Lord willing you discover and live this lesson before you try to establish your personal kingdom. Yet for many of us we have established and developed a personal kingdom and are struggling to relinquish our claim. We may have had good and seemingly noble motives but now we find ourselves supporting a bureaucracy and attempting to preserve a legacy that keeps us clinging to Kingdom resources. What is the antidote for this dilemma? We must choose to receive the admonishment but now your kingdom shall not continue. We recognize that we are stewards of God’s resources and not kings. The steward relationship requires us to allocate God’s resources consistent with His declared values.
How does the church (or individual) allocate resources? Most church budgets commit a very large percentage of financial resources to personnel (e.g. payroll, taxes, benefits) and facilities (e.g. rent mortgage or outright purchase, utilities, maintenance). It’s not unusual in my experience to see these costs at over seventy-five percent of the budget. In addition the cost to operate various programs consume a considerable portion of the typical church budget. These include but are not limited to children’s ministry, youth ministry, outreach to support the local church, and supplies. Unfortunately, these budget allocations result in a scarcity of resources available for Kingdom initiatives that are focused beyond the local church.

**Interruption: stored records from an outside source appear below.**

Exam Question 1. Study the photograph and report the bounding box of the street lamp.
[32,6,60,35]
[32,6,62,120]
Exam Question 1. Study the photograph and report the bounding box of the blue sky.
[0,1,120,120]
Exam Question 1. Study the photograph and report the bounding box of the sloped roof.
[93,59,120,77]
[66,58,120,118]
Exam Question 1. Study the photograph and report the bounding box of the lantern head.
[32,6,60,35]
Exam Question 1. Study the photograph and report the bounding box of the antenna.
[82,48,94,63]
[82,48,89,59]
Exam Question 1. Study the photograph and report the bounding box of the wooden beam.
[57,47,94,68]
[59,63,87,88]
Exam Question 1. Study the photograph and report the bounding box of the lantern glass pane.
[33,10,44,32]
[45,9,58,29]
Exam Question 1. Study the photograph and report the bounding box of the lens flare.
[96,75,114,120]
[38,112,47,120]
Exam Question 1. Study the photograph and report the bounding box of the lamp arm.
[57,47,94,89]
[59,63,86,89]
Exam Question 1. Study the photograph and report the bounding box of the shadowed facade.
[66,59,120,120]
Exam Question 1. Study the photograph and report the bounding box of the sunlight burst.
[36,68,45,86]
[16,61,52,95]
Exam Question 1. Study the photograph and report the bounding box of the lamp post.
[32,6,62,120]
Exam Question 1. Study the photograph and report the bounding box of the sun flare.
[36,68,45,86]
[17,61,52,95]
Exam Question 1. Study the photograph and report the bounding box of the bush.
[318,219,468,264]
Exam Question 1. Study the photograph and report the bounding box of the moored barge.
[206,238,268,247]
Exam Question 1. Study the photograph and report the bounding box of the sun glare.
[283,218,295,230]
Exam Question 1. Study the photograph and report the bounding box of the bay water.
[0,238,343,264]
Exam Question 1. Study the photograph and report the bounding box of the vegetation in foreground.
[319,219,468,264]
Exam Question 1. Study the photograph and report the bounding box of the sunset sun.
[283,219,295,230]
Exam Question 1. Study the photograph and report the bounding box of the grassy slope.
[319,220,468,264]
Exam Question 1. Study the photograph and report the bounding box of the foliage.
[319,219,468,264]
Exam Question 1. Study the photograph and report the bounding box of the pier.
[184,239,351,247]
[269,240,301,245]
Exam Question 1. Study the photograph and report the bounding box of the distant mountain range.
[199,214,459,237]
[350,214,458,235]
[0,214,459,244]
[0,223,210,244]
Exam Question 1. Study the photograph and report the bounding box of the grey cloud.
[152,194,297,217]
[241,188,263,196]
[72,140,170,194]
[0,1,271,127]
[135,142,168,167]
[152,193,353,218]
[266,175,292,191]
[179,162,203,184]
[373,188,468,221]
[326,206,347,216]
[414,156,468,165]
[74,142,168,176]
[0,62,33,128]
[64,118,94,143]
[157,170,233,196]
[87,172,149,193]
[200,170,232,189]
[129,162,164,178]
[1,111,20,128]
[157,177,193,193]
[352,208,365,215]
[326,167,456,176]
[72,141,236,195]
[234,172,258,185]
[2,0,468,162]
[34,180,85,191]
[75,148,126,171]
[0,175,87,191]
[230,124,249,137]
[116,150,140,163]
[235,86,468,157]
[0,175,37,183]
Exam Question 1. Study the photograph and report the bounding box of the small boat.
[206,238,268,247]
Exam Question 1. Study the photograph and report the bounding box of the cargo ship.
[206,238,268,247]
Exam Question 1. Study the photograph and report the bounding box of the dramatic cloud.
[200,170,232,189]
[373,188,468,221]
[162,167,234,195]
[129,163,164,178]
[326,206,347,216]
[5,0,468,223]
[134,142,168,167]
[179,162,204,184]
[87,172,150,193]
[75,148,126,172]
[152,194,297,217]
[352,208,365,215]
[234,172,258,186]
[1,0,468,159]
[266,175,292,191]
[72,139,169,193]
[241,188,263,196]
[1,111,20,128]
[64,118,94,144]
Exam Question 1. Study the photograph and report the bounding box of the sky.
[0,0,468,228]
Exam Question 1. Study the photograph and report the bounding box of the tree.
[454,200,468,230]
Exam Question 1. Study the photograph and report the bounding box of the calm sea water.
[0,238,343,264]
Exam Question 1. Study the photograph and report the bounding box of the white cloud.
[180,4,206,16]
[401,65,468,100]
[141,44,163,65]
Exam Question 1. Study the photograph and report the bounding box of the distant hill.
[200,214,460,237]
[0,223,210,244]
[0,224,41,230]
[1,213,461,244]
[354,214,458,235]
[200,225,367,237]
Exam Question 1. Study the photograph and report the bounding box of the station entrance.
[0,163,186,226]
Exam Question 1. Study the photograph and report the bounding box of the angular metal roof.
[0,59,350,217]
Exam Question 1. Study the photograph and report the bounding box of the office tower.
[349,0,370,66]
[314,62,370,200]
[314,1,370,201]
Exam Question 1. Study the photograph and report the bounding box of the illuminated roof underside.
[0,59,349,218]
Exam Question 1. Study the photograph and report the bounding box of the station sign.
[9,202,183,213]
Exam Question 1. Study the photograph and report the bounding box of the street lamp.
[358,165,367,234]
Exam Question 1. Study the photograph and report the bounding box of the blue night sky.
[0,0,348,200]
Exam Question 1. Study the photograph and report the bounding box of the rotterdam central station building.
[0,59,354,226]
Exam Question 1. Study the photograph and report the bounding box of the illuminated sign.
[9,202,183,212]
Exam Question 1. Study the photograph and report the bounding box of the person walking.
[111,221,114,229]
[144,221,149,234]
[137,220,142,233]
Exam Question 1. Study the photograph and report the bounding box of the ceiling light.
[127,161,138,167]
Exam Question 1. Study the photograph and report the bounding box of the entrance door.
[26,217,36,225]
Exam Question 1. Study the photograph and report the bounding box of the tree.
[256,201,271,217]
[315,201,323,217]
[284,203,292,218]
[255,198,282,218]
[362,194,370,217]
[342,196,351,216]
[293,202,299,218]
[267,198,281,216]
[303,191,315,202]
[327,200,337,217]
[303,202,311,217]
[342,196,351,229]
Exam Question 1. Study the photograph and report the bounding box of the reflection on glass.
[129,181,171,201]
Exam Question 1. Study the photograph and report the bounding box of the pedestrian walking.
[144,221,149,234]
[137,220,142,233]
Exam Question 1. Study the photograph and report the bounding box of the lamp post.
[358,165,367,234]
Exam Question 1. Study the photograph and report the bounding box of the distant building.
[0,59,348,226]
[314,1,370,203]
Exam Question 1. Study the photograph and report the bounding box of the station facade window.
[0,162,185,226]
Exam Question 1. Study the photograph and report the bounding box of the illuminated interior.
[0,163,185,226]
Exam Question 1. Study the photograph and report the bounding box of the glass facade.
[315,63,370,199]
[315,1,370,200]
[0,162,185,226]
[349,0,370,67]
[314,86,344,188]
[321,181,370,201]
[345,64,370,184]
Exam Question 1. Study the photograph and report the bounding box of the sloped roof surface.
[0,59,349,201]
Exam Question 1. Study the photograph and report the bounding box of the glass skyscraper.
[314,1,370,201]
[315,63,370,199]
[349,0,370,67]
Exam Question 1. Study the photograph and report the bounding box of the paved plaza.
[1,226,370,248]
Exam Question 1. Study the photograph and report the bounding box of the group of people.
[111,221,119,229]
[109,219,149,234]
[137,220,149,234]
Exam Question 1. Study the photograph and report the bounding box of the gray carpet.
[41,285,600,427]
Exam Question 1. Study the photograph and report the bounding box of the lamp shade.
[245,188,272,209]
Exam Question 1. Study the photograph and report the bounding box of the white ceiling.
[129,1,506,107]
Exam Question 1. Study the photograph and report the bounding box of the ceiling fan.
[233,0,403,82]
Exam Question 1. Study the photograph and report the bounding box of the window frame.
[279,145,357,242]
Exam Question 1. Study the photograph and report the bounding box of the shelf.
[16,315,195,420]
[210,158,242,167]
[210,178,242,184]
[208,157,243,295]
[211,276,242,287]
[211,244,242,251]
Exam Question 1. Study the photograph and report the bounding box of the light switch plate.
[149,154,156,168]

Another way that resources can become unavailable for Kingdom initiatives relates to church leaders’ pet projects. Every church leader has a sense of certain ministry projects activities or goals that they feel called to or are a personal favorite. Developing a skate park to reach teens, a youth center, or a pregnancy center are all good initiatives that arguably align completely with Kingdom leader values. Nevertheless, Kingdom leadership requires leaders to count the cost. Consider how the proposed initiative consolidates resources so that they are no longer available for other Kingdom uses. Then determine whether the initiative is justified in light of the impact on the Kingdom.
Kingdom leaders choose to relinquish their hold on God’s resources and reallocate them increasingly towards Kingdom initiatives.

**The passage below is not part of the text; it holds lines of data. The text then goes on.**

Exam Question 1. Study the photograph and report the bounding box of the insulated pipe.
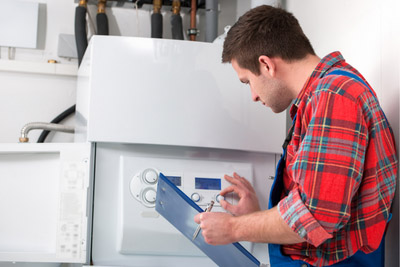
[44,2,84,144]
[171,0,183,40]
[97,0,109,35]
[188,0,197,41]
[151,0,163,38]
[20,122,75,143]
[37,105,76,143]
[53,1,87,144]
[205,0,218,42]
[75,0,88,66]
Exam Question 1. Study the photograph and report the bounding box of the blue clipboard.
[155,173,260,267]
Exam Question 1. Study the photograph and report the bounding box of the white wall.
[0,0,78,143]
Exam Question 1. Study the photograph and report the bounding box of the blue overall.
[267,70,389,267]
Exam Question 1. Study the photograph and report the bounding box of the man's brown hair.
[222,5,315,75]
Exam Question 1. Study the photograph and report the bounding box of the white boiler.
[75,36,286,266]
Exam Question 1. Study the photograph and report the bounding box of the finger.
[220,199,236,214]
[221,184,245,199]
[233,172,242,179]
[224,174,236,184]
[220,185,235,196]
[194,213,201,224]
[202,232,212,245]
[234,173,247,184]
[225,173,243,181]
[226,173,246,186]
[233,172,254,190]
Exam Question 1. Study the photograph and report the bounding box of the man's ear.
[258,55,275,77]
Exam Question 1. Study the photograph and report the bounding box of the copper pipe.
[190,0,197,41]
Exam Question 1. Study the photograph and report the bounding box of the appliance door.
[0,143,92,264]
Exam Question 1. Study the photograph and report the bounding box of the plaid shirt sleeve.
[277,78,374,247]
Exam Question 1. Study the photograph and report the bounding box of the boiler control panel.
[120,155,253,256]
[130,168,237,209]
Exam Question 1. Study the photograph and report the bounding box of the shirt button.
[301,264,308,267]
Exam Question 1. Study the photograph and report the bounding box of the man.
[194,5,397,267]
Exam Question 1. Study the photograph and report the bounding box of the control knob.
[142,168,158,184]
[216,194,224,203]
[191,193,201,202]
[143,188,157,204]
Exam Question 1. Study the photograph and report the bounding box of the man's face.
[231,59,292,113]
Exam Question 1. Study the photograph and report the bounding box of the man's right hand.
[219,172,261,216]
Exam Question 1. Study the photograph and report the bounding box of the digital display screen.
[195,177,221,190]
[166,176,182,186]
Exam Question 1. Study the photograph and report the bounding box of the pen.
[192,200,215,241]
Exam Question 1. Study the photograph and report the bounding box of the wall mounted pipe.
[151,0,163,38]
[171,0,183,40]
[188,0,198,41]
[37,105,76,143]
[75,0,88,66]
[50,1,87,144]
[205,0,218,42]
[20,122,75,143]
[97,0,109,35]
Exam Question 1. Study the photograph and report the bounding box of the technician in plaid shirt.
[194,5,397,267]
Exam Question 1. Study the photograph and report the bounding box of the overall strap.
[326,69,390,125]
[327,70,371,91]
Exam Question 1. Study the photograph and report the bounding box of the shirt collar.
[289,51,345,118]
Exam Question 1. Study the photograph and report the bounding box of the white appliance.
[0,143,93,265]
[76,36,286,266]
[0,36,286,267]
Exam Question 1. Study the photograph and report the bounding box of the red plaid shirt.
[277,52,397,266]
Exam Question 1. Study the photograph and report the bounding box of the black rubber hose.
[96,13,109,35]
[37,105,76,143]
[38,5,87,143]
[75,5,88,66]
[171,14,183,40]
[38,6,87,143]
[151,13,163,38]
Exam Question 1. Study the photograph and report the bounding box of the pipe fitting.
[187,28,199,36]
[97,0,107,14]
[153,0,162,14]
[19,122,75,143]
[172,0,181,15]
[79,0,87,8]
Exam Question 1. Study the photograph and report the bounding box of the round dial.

For example consider how much resource has been allocated and prioritized for Kingdom initiatives such as: global missions, benevolence, church planting, building a Christian school or orphanage in a developing country, para-church organizations, or reaching unengaged or unreached people groups (think e.g. 10/40 window not evangelism at the nearby college campus). Kingdom leaders choose to relinquish their hold on God’s resources and reallocate them increasingly towards Kingdom initiatives. It will require abdicating your personal kingdom, and making Kingdom choices regarding resources. Then you will need to follow through to ensure those choices result in Kingdom actions.
- How can church leaders be like kings who are interested in their kingdoms and misappropriate resources that God intended for His Kingdom to benefit His people?
- How are you presently allocating resources (time talent and treasure) that God has called you to steward? Review your budget as part of this exercise.
- How can you reallocate your resources to reflect Kingdom values? How will you prioritize those Kingdom choices to ensure resources are actually used consistent with Kingdom values?